Few rock guitarists in the 1990s were as groundbreaking as Tom Morello, who incorporated myriad different styles into his own playing, which spread across a number of bands and solo projects into the 21st century. His trademark style — elastic slapping, atmospheric distortion, and effects that resembled turntable scratching — was a crucial component of Rage Against the Machine's rap-metal sonic attack in the late '90s, helping launch Morello and the band to Grammy-winning, multi-platinum success. After that influential outfit entered an indefinite hiatus in 2000, Morello's signature guitar could be heard in supergroups Audioslave, Prophets of Rage, and Street Sweeper Social Club. Additionally, Morello is also a vocal political activist and solo artist who performs as the Nightwatchman.

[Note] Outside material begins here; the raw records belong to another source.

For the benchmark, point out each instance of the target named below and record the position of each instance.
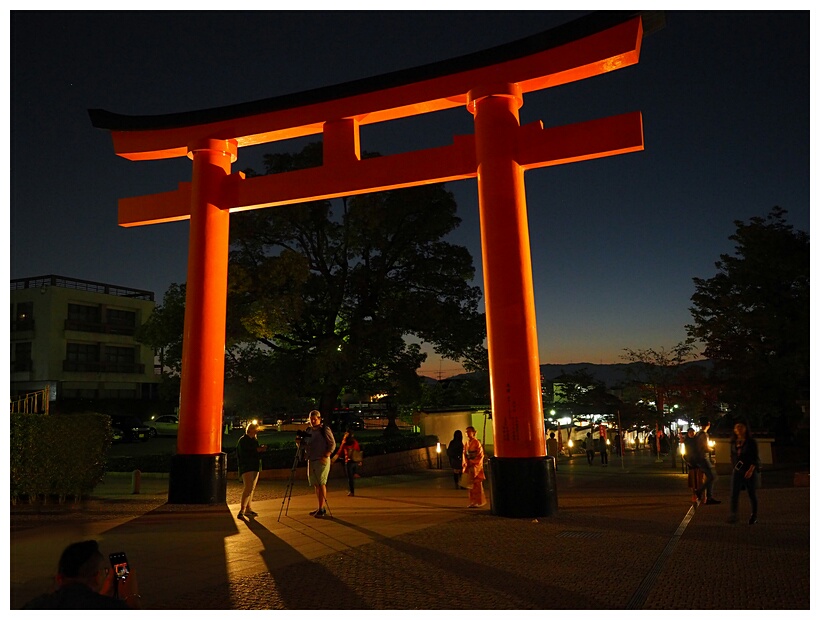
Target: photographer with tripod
(320, 445)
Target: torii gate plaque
(491, 85)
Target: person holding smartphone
(85, 580)
(746, 468)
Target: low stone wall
(376, 465)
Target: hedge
(57, 456)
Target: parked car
(129, 428)
(163, 425)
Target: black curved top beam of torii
(566, 33)
(557, 56)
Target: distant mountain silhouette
(610, 374)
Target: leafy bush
(58, 455)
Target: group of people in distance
(745, 460)
(467, 460)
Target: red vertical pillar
(512, 342)
(199, 469)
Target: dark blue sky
(615, 241)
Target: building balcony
(108, 367)
(99, 328)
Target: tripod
(289, 489)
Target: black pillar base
(198, 479)
(523, 487)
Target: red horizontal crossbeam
(537, 147)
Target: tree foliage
(329, 294)
(753, 317)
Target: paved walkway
(625, 537)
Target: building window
(23, 319)
(84, 318)
(22, 357)
(121, 321)
(120, 358)
(82, 357)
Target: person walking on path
(604, 450)
(703, 461)
(552, 447)
(455, 454)
(249, 464)
(745, 470)
(347, 448)
(320, 445)
(589, 446)
(474, 468)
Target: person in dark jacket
(455, 454)
(249, 464)
(745, 469)
(347, 447)
(85, 580)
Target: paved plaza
(625, 537)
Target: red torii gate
(491, 85)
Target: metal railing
(33, 402)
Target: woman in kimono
(474, 467)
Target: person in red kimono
(474, 467)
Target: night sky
(615, 241)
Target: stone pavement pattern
(624, 538)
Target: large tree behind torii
(332, 293)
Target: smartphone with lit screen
(119, 562)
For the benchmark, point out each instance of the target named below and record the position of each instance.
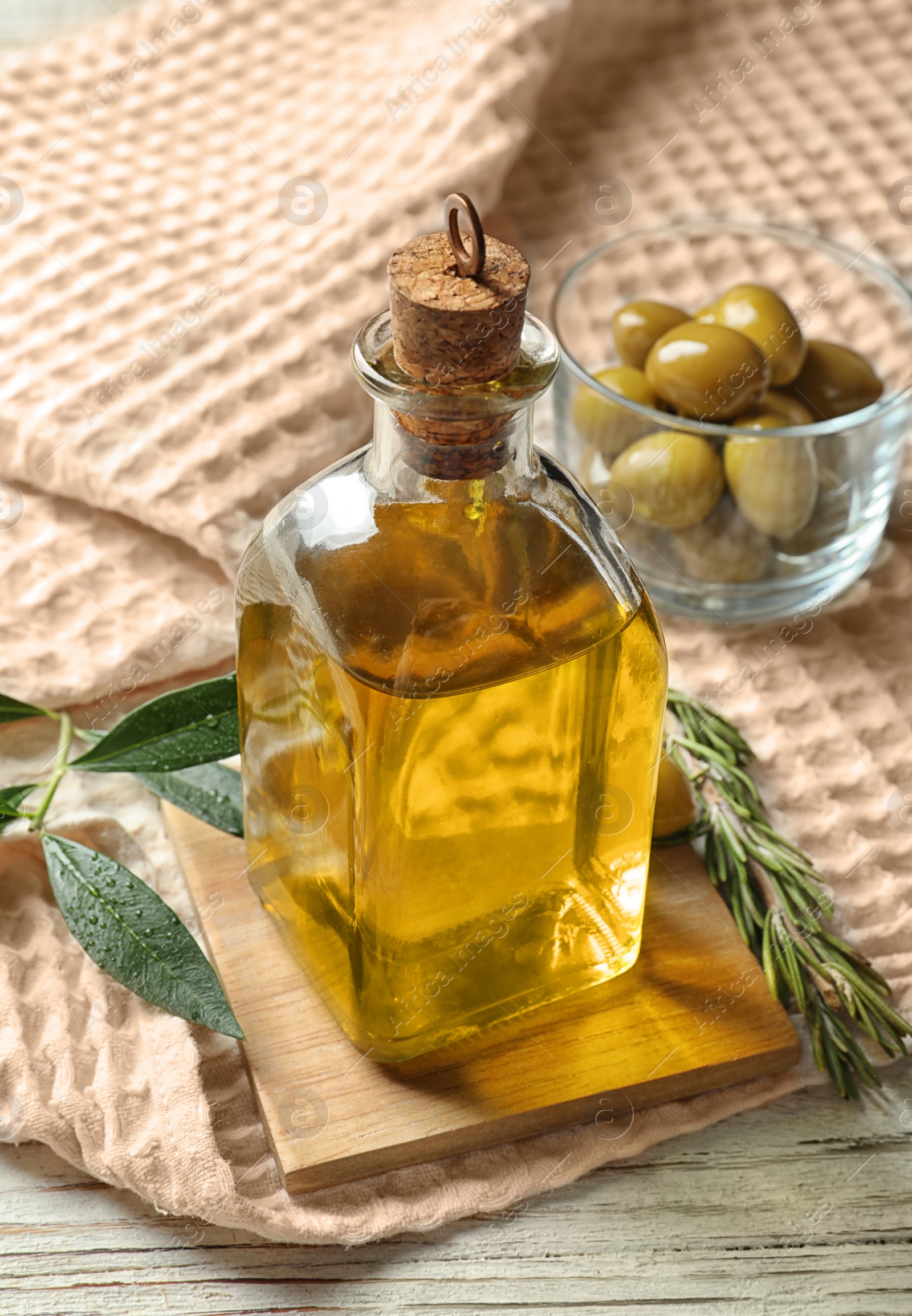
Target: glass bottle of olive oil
(452, 688)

Born in Harlem on May 30, 1964, Morello was raised by his mother (who, decades later, would help create the anti-censorship organization Parents for Rock & Rap) in Libertyville, Illinois. As a teenager, he became infatuated with both rock music and politics, and he was almost entirely self-taught on guitar (in fact, he learned the most about the instrument while practicing up to eight hours a day during a stint at Harvard University, where he majored in political science). Upon graduation, Morello relocated to the Los Angeles area, where he decided to try and make a career out of music (making ends meet by working for a spell as a California senator's secretary). By the late '80s, Morello was a member of L.A. rockers Lock Up, who inked a deal with Geffen and issued a lone album, 1989's Something Bitchin' This Way Comes. When the album sank without a trace upon release, the group broke up.
But Morello already had plans for his next project, which would be more thought-provoking and politically minded (taking a cue from such respected artists as the Clash and Public Enemy) and harder-edged musically. With Morello joined by vocalist/rapper Zack de la Rocha, bassist Tim Commerford, and drummer Brad Wilk, Rage Against the Machine were born in 1991. Over the course of a four-album career — 1992's self-titled release (an album which many point to as the trailblazer for the heavy metal/rap style, inspiring countless other bands in its wake), 1996's Evil Empire, 1999's The Battle of Los Angeles, and 2000's all-covers Renegades — Rage Against the Machine became one of rock's leading (and most confrontational) bands. But rumors of friction between de la Rocha and the rest of the members persisted (stemming from the fact that the frontman wanted to issue a solo album), and shortly before the release of the fourth album, de la Rocha left the band. Undeterred, Morello and the rest of the Rage members enlisted the services of former Soundgarden frontman Chris Cornell, forming the group Civilian, which would later be redubbed Audioslave. Together, the quartet issued a trio of Top Ten albums (Audioslave, Out of Exile, and Revelations) from 2002 to 2006 before disbanding in 2007.
Morello also performs solo material under his political folk alter ego, the Nightwatchman. Inspired by a number of demonstrations and protests in the U.S. and abroad, Morello issued his Nightwatchman debut, One Man Revolution, in 2007. The sophomore follow-up, The Fabled City, arrived in 2008. Once again produced by Brendan O'Brien, The Fabled City featured appearances by Serj Tankian, Shooter Jennings, and Perry Farrell. The third Nightwatchman set, Union Town, was released in the summer of 2011 with all profits going to the America Votes Labor Unity Fund. The EP included three Morello originals and five standards, including the full-length version of Woody Guthrie's "This Land Is Your Land" with the — usually — censored verse intact. Morello, once again as the Nightwatchman, followed the disc with the full-length World Wide Rebel Songs, released later in 2011 on New West.